以前の漢字文化資料館で掲載していた記事です。2008 年以前の古い記事のため、ご留意ください。
Q0002
漢字はだれが作ったのですか?
A
現在のところ、漢字をだれか個人の発明によるものとする説は、あまり一般的ではありません。しかし、伝説の上では、蒼頡(そうけつ)という賢者が漢字を発明したことになっています。
蒼頡はいくつかの文献に登場しますが、それらによると、鳥や獣の足跡を見て、それを残したのがどんな鳥や獣であるかを区別できることに気づいたことから、漢字を発明するに至ったとされています。そして彼が漢字を発明したとき、天から穀物が降ってきたり、夜中に幽霊が泣く声がするなどの天変地異がおこったと伝えられています。
図は、絵に描かれた蒼頡ですが、目が4つあって、とても人間とは思えない姿に描かれています。もちろん、伝説上の人物のことですから、だれも見たことはないはずです。しかしこの図を見ると、漢字を生んだ中国の人々にとっても、漢字というものが神秘的な存在であったことがうかがわれます。

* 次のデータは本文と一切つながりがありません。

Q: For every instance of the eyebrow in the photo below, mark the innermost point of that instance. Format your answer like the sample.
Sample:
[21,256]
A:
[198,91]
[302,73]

余談ですが、『大漢和辞典』に収録された5万もの漢字の活字をデザインした石井茂吉(いしいもきち)氏(写真植字研究所社長)に、著者の諸橋轍次(もろはしてつじ)博士が贈った書に、「蒼頡、字を製するや、天為(ため)に粟(ぞく)を雨(ふ)らし、鬼為(ため)に夜哭(こく)し、竜乃(すなわ)ち潜蔵(せんぞう)す」というものがあるそうです。諸橋博士は石井氏を、まさに現代の蒼頡とお考えになっていたのでしょう。